Question 14.8: Transistor Sizing of a CMOS Gate Provide transistor W/L rati...
Transistor Sizing of a CMOS Gate
Provide transistor W/L ratios for the logic circuit shown in Fig. 14.36. Assume that for the basic inverter n = 1.5 and p = 5 and that the channel length is 0.25 μm.

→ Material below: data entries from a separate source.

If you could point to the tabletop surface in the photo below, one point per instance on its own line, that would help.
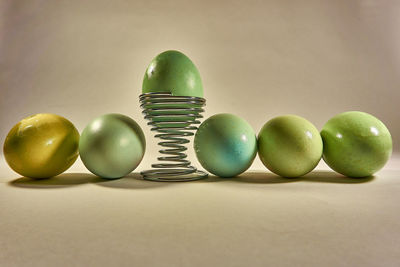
(256, 219)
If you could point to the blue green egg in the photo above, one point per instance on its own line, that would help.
(225, 145)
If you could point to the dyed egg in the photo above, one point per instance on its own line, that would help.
(41, 146)
(172, 72)
(112, 146)
(225, 145)
(289, 146)
(356, 144)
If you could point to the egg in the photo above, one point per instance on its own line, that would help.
(112, 146)
(172, 72)
(356, 144)
(41, 146)
(289, 146)
(225, 145)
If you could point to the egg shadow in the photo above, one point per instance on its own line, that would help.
(59, 181)
(261, 177)
(333, 177)
(132, 181)
(256, 177)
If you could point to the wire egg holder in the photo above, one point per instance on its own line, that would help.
(174, 119)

Refer to Fig. 14.36, and consider the PDN first. We note that the worst case occurs when QNB is on and either QNC or QND is on. That is, in the worst case, we have two transistors in series. Therefore, we select each of QNB, QNC, and QND to have twice the width of the n-channel device in the basic inverter, thus
QNB: W/L = 2n = 3 = 0.75/0.25
QNC: W/L = 2n = 3 = 0.75/0.25
QND: W/L = 2n = 3 = 0.75/0.25
For transistor QNA, select W/L to be equal to that of the n-channel device in the basic inverter:
QNA: W/L = n = 1.5 = 0.375/0.25
Next, consider the PUN. Here, we see that in the worst case, we have three transistors in series: QPA, QPC, and QPD. Therefore, we select the W/L ratio of each of these to be three times that of QP in the basic inverter, that is, 3p, thus
QPA: W/L = 3p = 15 = 3.75/0.25
QPC: W/L = 3p = 15 = 3.75/0.25
QPD: W/L = 3p = 15 = 3.75/0.25
Finally, the W/L ratio for QPB should be selected so that the equivalent W/L of the series connection of QPB and QPA should be equal to p. It follows that for QPB the ratio should be 1.5p,
QPB: W/L = 1.5p = 7.5 = 1.875/0.25
Figure 14.36 shows the circuit with the transistor sizes indicated.